Steve Davis’ “Say When” is a tribute to the great trombone master J. J. Johnson and includes the J.J. tune “Kenya”. Here...

Posted by SMOKE SESSIONS RECORDS on Wednesday, June 10, 2015

This time, though, it's for the small band of Eddie Henderson on trumpet, Eric Alexander on tenor sax, Harold Mabern on piano, Nat Reeves on bass and Joe Farnsworth on drums. Pianist Mabern wrote "Mr. Johnson" while in J.J.'s band. Influenced by Art Blakey (in whose Jazz Messengers a whole generation, or two, came through), it's a holy modal of complexity.
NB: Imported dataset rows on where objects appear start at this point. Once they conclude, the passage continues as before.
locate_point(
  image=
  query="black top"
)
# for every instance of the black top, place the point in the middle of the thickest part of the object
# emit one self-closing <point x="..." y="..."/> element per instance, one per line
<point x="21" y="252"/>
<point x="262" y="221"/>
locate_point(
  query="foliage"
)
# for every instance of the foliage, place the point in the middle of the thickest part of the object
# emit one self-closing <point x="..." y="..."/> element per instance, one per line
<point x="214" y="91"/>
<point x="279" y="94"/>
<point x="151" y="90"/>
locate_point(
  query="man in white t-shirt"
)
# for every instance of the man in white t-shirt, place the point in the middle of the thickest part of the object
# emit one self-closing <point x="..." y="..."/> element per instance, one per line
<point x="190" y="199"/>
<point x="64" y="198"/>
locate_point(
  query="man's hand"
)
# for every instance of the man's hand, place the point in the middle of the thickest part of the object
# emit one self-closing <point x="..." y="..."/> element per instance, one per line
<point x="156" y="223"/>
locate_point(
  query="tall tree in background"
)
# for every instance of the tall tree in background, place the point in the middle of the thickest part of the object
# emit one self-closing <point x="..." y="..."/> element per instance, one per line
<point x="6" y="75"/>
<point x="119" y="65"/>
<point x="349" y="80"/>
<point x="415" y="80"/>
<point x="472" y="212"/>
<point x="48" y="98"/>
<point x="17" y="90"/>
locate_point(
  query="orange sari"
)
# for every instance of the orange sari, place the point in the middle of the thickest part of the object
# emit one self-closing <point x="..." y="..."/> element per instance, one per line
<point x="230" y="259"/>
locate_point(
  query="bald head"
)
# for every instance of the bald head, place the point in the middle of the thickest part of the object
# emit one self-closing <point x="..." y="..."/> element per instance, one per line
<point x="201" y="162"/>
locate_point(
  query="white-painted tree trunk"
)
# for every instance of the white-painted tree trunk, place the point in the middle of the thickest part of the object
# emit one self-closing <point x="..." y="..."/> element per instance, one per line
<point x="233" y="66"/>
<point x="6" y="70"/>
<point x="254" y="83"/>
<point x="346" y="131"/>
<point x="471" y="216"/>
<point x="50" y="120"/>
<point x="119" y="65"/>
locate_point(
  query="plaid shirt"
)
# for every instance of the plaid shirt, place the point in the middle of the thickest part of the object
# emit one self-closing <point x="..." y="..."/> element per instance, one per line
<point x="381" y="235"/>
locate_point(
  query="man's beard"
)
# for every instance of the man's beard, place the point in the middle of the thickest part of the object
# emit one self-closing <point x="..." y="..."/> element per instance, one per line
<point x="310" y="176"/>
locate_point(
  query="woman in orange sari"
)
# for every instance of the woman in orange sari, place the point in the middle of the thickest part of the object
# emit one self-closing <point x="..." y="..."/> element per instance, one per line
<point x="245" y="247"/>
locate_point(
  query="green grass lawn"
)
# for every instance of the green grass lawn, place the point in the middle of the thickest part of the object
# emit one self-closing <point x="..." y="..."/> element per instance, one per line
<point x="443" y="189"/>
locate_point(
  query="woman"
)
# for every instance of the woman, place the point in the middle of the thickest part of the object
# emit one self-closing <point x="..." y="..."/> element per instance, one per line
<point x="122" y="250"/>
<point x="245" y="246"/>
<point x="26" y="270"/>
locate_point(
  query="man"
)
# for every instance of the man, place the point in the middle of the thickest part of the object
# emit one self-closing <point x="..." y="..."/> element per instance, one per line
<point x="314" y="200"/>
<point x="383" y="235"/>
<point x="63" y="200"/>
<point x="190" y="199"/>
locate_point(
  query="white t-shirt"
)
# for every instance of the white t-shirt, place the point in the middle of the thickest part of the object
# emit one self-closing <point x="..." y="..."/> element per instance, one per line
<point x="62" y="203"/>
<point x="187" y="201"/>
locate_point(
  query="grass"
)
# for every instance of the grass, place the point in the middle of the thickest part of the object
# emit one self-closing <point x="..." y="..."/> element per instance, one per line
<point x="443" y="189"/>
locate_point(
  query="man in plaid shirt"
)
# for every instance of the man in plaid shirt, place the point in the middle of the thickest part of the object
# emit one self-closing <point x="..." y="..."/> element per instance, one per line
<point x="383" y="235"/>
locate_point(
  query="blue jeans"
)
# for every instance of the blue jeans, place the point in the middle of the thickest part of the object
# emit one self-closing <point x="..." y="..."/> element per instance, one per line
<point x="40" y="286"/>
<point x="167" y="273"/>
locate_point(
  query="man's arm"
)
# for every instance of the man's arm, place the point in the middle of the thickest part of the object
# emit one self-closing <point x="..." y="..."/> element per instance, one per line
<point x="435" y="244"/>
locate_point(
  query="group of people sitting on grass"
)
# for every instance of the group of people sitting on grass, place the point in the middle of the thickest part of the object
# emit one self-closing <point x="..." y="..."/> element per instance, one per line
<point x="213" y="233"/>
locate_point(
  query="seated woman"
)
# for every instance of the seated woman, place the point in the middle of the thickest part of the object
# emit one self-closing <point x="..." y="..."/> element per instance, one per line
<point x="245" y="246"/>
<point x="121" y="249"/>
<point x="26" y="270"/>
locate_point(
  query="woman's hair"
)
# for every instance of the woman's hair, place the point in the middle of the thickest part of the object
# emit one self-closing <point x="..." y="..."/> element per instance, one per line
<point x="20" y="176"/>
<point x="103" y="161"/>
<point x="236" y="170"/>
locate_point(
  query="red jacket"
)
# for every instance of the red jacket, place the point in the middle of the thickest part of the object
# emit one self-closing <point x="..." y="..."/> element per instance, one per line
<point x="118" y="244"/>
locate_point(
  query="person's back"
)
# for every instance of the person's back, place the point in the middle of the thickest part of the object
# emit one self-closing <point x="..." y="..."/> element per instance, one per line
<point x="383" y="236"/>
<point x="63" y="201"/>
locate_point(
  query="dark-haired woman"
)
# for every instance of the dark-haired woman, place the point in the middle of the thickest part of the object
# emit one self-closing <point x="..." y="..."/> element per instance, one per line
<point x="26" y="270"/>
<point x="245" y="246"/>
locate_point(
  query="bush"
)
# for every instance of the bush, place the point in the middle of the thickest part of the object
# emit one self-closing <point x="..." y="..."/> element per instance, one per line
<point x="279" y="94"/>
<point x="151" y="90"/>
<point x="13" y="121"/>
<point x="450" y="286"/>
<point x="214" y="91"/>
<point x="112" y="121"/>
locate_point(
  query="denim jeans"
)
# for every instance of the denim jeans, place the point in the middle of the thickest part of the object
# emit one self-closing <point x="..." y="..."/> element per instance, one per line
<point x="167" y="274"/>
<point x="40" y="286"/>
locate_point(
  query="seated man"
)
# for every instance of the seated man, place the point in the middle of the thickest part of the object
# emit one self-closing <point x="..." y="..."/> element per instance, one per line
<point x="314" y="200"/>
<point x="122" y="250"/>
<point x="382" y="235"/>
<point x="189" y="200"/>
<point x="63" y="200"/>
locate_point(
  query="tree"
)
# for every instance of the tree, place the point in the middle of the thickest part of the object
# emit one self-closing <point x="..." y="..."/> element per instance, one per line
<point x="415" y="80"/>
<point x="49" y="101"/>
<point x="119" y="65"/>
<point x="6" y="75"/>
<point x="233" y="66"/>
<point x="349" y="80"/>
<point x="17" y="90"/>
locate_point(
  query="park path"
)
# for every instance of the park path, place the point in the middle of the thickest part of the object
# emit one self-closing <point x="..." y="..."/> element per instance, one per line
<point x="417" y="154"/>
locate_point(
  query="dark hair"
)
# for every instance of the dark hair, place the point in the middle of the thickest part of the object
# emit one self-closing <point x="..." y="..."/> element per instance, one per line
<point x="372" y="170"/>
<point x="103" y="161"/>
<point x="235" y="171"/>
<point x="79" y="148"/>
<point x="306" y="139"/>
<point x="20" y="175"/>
Leader Davis' swirls, bleeps, honks and stutters lend an inherent drama to his Johnson-isms. He once saw his hero at the Blue Note in New York City, thrilled to a live version of "When The Saints Go Marching In" and included it here as a righteous closer. From the time he was 16 and his dad gave him the copy of J.J.'s Concepts In Blue that changed his life (Davis covers J.J.'s cover on that album of Coltrane's "Village Blues") to his apprentice days with the likes of Freddie Hubbard, James Moody and Chick Corea, Davis has had a singular devotion to his instrument that has manifested itself in a fine career and this keeper of an album.